New wildfire index fights a $5.6-billion problem

By Baxter Hall | July 24, 2018 | Last updated on October 30, 2024
3 min read

With wildfire losses reaching a whopping $5.6 billion in the past 10 years, there is an urgent need for a solution that can help insurers price the risk accurately, as well as to help municipal and provincial governments know their vulnerabilities so they can take targeted preventative action to protect communities.

“Climate change is having a profound impact and making everything hotter and drier, so we know wildfires are only going to become more common and more devastating,” says Opta President Greg McCutcheon. “After events like Slave Lake and Fort McMurray, we knew we had to add a wildfire index to our suite of products.”

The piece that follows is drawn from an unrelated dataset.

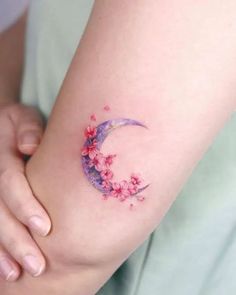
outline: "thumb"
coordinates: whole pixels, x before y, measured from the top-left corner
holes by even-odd
[[[43,121],[40,114],[32,107],[25,107],[17,116],[16,139],[21,153],[32,155],[43,135]]]
[[[25,155],[32,155],[37,149],[41,140],[40,133],[34,130],[20,131],[18,133],[18,148],[19,151]]]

Enter the Wildfire Grading Index, newly unveiled by Opta Information Intelligence’s Fire Underwriters Survey (FUS) division. The product combines reams of data with analytics capability to score a community’s risk level, while at the same time providing residents with specific recommendations for how to lower the risk and improve their insurance score.

“As Canada’s largest property data aggregator, our Number 1 job is to help our customers assess risk and take action based on that knowledge,” McCutcheon says. “It’s gratifying if the results can lead to safer communities and reduce the loss of life and property from these tragic events.”

The Wildfire Grading Index differs from existing FUS products, which tend to focus on the risk of a fire starting inside a building and spreading outward. The Dwelling Protection Grading Index and the Public Fire Protection Classification Index, for example, score municipalities’ risk for individual dwellings and multi-building fire events. Scores incorporate local fire department capacity, water supply, fire prevention codes and emergency communications.

In contrast, the Wildfire Grading Index looks at fire risks external to the buildings.

Fire Underwriters Survey VP Mike Currie explains. “For a century, other FUS indexes have been measuring risk levels and firefighting capability for relatively localized fires that start in a building and move outwards,” he said. “Until the Wildfire Grading Index, there was nothing to assess the risk of massive fires that start in the surrounding forest and move into neighbourhoods. It’s a whole different scale of event that puts entire communities at risk.”

To create its new index, Opta collected massive amounts of new data that had never before been gathered in one product. These include:

  • vegetation type and density;
  • forest health and mortality caused by pest infestation (such as mountain pine beetle);
  • elevation levels and slopes (fire burns faster uphill);
  • whether neighbourhoods have created fire breaks by clearing the area between homes and woods (regional/landscape level mitigation); and
  • local climate conditions.

The product is updated frequently to account for climate and weather changes, such as a prolonged dry spell.

Absolutely essential to the program is providing at-risk communities with a best practice course of action for improving safety. Mitigating actions begin with the need for a Community Wildfire Protection Plan, says Currie. After that, stakeholders can take an array of actions at every societal level. Examples include:

  • clearing away brush, at the individual property level;
  • creating fire breaks, at the neighbourhood level;
  • improved community planning, at the municipal level; and
  • adopting a Wildland-Urban Interface Code, at the provincial level.

“Wildfire events can be massive and require response from multiple communities and the province,” said Currie. “They are extremely difficult to suppress, so it is far better to address the risk through preventative action before they occur, and everyone can and should play a role.”

For the past century, FUS models have been very effective in helping insurers assess risk, McCutcheon notes. They have given municipalities the information they require to help make strategic investments in infrastructure and firefighting capability. The Wildfire Grading Index continues this tradition while handling fire events of a much greater magnitude, he said.

“Because of our excellent relationships with government and fire services officials, and the trust they have in us, we are in a unique position to work with them on this important mission of making communities better protected against wildfire,” McCutcheon said.